Brian Fishman is a Senior Associate at the Combating Terrorism Center and an Associate Professor in the Department of Social Sciences at West Point. Mr. Fishman has published numerous articles on al-Qa`ida’s strategy in Iraq and elsewhere. Before coming to the Combating Terrorism Center, Mr. Fishman worked on Defense and Foreign Affairs for Representative Lynn Woolsey. He has a BA from UCLA and a master’s degree in International Affairs from Columbia University’s School of International and Public Affairs.


[1] Abu Bakr Naji, The Management of Savagery, translated by William McCants, Combating Terrorism Center.

[2] William McCants and Jarret Brachman, Stealing al-Qa’ida’s Playbook (West Point, NY: Combating Terrorism Center, February 2006).

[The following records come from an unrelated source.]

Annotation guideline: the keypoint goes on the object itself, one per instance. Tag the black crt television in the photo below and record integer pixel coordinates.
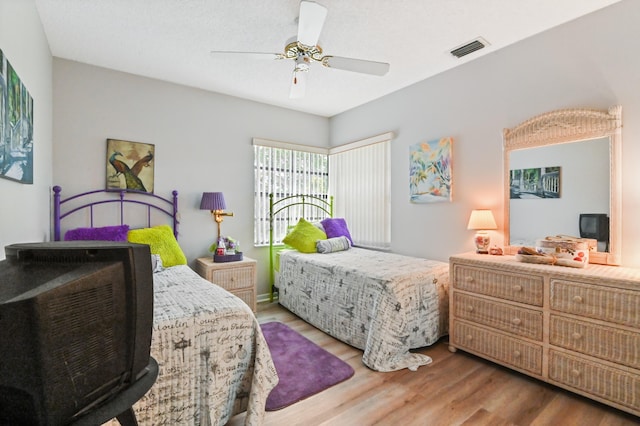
(594, 226)
(75, 327)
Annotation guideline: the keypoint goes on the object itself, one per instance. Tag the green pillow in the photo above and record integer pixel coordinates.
(161, 241)
(304, 236)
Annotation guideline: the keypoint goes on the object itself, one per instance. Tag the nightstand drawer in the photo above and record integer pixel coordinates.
(502, 316)
(516, 287)
(237, 277)
(234, 279)
(249, 296)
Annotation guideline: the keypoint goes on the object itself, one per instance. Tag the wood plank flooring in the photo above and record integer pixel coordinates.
(456, 389)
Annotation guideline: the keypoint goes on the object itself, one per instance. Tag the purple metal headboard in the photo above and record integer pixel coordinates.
(164, 205)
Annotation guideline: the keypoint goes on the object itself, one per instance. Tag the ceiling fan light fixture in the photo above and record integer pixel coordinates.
(302, 64)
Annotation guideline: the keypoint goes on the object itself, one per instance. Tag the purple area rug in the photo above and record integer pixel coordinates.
(303, 367)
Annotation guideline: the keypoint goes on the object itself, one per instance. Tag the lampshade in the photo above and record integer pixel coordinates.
(482, 219)
(212, 201)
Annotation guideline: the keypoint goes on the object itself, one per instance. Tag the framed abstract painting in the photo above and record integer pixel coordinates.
(430, 171)
(16, 126)
(130, 166)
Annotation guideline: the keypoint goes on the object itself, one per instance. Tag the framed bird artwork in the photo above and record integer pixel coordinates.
(130, 166)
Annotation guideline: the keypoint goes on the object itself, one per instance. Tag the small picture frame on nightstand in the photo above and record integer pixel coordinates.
(220, 258)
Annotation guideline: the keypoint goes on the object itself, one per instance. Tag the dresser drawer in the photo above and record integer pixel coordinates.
(605, 382)
(517, 287)
(514, 352)
(502, 316)
(603, 303)
(609, 343)
(234, 278)
(248, 296)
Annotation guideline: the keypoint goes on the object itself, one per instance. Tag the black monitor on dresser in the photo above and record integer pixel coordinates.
(595, 226)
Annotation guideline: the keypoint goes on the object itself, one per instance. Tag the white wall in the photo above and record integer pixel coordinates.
(203, 142)
(589, 62)
(24, 214)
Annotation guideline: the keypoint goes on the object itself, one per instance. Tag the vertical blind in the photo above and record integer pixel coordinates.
(360, 182)
(284, 169)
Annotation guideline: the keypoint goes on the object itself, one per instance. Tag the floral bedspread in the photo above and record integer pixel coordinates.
(213, 359)
(382, 303)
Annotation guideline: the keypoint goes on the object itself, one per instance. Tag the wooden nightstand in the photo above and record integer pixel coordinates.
(237, 277)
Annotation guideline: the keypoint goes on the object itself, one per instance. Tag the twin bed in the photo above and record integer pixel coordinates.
(382, 303)
(213, 359)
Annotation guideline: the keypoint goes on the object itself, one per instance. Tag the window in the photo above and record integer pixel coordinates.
(284, 169)
(360, 182)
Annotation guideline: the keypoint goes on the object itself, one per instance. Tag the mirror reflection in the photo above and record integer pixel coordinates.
(551, 186)
(561, 188)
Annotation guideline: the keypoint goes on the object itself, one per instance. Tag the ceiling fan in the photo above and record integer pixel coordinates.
(304, 49)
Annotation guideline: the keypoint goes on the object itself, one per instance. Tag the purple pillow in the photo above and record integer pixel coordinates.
(336, 227)
(105, 233)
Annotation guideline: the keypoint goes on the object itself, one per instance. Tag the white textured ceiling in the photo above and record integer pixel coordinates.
(171, 39)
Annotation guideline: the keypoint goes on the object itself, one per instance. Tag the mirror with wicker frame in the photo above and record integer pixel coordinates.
(568, 126)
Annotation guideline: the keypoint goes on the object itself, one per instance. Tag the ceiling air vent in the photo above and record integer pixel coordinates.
(470, 47)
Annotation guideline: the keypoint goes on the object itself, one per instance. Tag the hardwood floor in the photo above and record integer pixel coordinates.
(456, 389)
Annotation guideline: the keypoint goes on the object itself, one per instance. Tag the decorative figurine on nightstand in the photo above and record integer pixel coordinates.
(481, 221)
(496, 251)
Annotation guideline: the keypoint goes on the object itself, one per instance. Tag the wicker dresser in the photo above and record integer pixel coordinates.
(575, 328)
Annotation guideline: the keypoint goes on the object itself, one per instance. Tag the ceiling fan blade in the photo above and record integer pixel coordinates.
(253, 55)
(310, 22)
(356, 65)
(298, 84)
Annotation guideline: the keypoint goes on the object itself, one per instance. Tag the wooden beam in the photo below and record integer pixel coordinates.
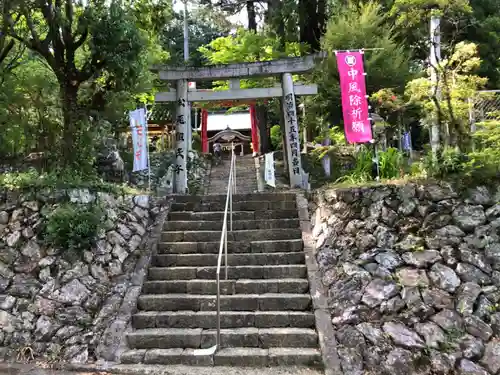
(242, 94)
(243, 70)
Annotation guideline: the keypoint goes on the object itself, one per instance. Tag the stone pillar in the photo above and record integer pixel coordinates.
(254, 130)
(291, 132)
(181, 129)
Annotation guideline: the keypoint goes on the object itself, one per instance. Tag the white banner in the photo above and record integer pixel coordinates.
(139, 130)
(269, 175)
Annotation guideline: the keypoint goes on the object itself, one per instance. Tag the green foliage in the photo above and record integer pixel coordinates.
(73, 227)
(362, 171)
(276, 137)
(94, 67)
(355, 27)
(457, 84)
(247, 46)
(390, 163)
(32, 180)
(484, 163)
(205, 25)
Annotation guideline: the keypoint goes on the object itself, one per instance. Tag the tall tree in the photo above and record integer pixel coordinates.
(205, 24)
(387, 66)
(312, 19)
(77, 42)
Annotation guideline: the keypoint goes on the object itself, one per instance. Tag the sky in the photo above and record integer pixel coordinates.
(240, 18)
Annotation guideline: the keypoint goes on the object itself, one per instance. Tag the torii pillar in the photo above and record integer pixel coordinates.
(234, 72)
(182, 121)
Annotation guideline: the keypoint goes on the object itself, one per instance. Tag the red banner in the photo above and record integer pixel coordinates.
(357, 124)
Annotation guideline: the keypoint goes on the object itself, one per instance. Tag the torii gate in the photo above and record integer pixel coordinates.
(234, 72)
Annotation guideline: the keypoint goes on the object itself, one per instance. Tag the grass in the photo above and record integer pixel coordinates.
(396, 181)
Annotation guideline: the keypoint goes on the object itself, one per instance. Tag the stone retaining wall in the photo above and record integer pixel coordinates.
(58, 305)
(413, 276)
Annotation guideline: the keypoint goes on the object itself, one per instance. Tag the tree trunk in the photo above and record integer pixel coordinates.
(252, 18)
(309, 23)
(69, 100)
(275, 18)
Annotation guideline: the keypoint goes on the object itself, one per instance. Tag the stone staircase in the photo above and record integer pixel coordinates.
(246, 177)
(266, 312)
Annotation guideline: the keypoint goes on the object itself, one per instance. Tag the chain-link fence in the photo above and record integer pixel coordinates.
(484, 106)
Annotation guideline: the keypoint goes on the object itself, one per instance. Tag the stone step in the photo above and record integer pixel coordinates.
(242, 286)
(237, 224)
(237, 302)
(275, 197)
(228, 319)
(235, 235)
(237, 215)
(279, 246)
(242, 259)
(168, 338)
(295, 271)
(231, 357)
(237, 206)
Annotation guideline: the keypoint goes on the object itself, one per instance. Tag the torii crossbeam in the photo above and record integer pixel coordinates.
(234, 72)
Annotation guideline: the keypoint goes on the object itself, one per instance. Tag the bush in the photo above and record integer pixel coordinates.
(362, 169)
(73, 227)
(391, 163)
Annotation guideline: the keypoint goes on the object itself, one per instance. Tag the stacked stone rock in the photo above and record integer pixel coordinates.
(413, 276)
(56, 305)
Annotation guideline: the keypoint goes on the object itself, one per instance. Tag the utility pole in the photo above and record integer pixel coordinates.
(434, 60)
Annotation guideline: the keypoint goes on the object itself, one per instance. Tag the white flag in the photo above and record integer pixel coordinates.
(269, 175)
(139, 130)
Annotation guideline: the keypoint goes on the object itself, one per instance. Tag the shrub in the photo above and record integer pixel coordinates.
(362, 168)
(73, 227)
(391, 163)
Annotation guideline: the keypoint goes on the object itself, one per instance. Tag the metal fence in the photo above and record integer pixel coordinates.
(484, 106)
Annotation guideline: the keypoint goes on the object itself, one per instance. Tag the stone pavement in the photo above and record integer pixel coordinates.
(246, 176)
(155, 370)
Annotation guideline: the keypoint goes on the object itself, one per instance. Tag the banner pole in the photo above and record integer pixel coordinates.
(147, 145)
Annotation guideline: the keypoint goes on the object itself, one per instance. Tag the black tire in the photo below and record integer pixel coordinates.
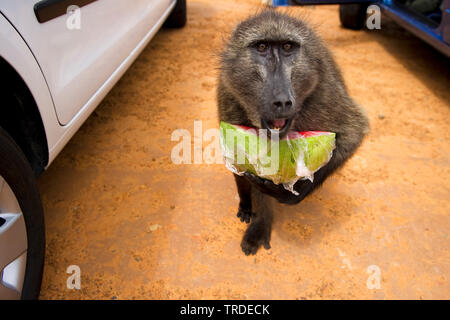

[3]  Anonymous, Iraqi Jihad: Hopes and Dreams, September 2003; for more, see Brynjar Lia and Thomas Hegghammer, “Jihadi Strategic Studies: The Alleged al-Qa’ida Policy Study Preceding the Madrid Bombings,” Studies in Conflict and Terrorism 27:5 (2004).

[4]  Abu `Ubayd al-Qurashi, “A Lesson in War,” al-Ansar, December 19, 2002.

[5]  Ayman al-Zawahiri, “Interview With Ayman al-Zawahiri,” al-Sahab, May 5, 2007. Zawahiri identified African American soldiers for a specific message: “I tell the soldier of color in the American army that the racist Crusader regime…altered the look of the shackles and changed the type of chains and try to make you believe that you are fighting for democracy and the American dream.”

[6]  Ayman al-Zawahiri, “Annapolis—The Betrayal,” December 14, 2007.

[7]  Yaman Mukhaddab, “Al-Qa’ida Between a Past Stage and One Announced by al-Muhajir,” Keepers of the Promise web forum, November 14, 2006.

[8]  Ibid.

[9]  “The Power of Truth,” al-Sahab, September 20, 2007.